Che fine hanno fatto le idrovore? A Lunghezza si vive con la paura degli allagamenti

Il quartiere Lunghezza da tempo aspetta l'installazione di pompe idrovore necessarie in caso di esondazione del fiume Aniene

L’obiettivo è tutelare le abitazioni in caso di esondazione del fiume Aniene ma non solo, anche quello di portare a compimento interventi di rigenerazione urbana sul territorio confinante. Siamo a Lunghezza, uno dei quartieri della periferia Est del Municipio Roma VI delle Torri dove “Già in passato la piena del fiume ha creato notevoli disagi ai residenti tanto da rendere le strade impraticabili” spiega ai nostri taccuini Vittorio Pardossi che, insieme ad Alessio Morelli, detiene la carica di vice presidente del Consorzio 8.2 Casalone, Lunghezza, Monte della Cabina. 

“Durante l’amministrazione Marino era stato finanziato un importo pari a un milione di euro per la realizzazione di pompe idrovore che avrebbero dovuto incanalare l’acqua in eccesso e dirottarla in altri percorsi – continua Pardossi che specifica – Il commissario Tronca ha poi definanziato l’importo rendendo difatti impossibile procedere con questo intervento”. Il disagio, quindi, resta e la possibilità che le strade tornino ad allagarsi come già successo in passato non è poi così remota.

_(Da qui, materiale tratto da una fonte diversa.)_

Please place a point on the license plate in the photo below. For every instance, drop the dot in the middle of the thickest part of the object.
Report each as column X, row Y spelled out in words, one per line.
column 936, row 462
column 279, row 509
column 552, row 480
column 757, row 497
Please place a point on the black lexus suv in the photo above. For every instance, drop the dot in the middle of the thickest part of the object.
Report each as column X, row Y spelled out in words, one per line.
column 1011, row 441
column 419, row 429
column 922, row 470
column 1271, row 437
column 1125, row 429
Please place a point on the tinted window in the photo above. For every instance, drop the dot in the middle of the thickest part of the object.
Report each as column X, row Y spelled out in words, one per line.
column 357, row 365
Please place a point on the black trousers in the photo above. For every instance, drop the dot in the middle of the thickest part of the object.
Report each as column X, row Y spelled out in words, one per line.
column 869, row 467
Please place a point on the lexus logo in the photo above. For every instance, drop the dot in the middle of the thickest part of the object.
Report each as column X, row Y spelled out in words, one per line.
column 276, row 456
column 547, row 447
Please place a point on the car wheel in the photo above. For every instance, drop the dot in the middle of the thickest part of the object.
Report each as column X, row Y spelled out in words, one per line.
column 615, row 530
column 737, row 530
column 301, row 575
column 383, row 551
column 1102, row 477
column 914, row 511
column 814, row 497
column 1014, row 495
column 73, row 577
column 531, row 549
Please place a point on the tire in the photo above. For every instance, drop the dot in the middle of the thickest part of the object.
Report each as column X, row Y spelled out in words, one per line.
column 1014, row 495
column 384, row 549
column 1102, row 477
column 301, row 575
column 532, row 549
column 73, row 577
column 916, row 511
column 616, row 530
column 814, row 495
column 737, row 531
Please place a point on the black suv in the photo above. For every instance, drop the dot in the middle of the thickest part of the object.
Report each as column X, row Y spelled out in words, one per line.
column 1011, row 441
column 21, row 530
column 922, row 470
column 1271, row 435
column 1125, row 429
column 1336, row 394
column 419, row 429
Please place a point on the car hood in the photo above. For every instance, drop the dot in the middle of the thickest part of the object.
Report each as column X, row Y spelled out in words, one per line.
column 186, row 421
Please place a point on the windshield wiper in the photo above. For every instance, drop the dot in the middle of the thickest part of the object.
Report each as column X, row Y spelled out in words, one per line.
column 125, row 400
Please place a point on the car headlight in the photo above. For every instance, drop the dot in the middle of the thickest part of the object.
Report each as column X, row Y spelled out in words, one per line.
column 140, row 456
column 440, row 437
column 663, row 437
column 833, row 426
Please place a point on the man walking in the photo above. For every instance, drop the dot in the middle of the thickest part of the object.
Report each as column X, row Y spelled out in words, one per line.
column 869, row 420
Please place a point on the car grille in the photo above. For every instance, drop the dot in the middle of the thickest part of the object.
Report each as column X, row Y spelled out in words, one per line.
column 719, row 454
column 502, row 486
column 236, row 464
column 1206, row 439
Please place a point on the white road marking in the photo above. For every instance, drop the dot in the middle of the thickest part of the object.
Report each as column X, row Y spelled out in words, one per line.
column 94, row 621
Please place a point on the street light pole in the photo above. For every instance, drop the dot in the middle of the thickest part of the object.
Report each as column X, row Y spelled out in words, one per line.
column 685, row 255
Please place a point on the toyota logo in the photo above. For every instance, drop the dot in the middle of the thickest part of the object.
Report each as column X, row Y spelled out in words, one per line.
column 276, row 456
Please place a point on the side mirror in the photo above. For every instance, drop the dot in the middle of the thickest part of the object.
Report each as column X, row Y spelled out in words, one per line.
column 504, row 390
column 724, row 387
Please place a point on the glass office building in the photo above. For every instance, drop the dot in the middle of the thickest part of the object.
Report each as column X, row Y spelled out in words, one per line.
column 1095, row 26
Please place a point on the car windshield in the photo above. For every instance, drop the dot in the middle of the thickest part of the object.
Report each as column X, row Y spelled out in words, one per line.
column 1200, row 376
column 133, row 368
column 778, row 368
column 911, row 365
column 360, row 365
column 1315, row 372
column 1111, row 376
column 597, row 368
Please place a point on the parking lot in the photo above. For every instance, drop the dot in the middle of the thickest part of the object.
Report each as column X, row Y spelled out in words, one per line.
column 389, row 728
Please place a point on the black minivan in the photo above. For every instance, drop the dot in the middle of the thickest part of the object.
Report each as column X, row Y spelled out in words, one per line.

Inoltre: “Gli interventi programmati dal Consorzio per riqualificare il territorio di Lunghezza ma anche di Villaggio Prenestino e di Castelverde non possono essere effettuati perché la collocazione delle pompe idrovore è un passaggio fondamentale. Insomma, il Consorzio ha le mani legate se il finanziamento non viene erogato: “Pertanto – chiude Pardossi – chiediamo l’intervento del Comune perché il progetto possa essere portato a termine”.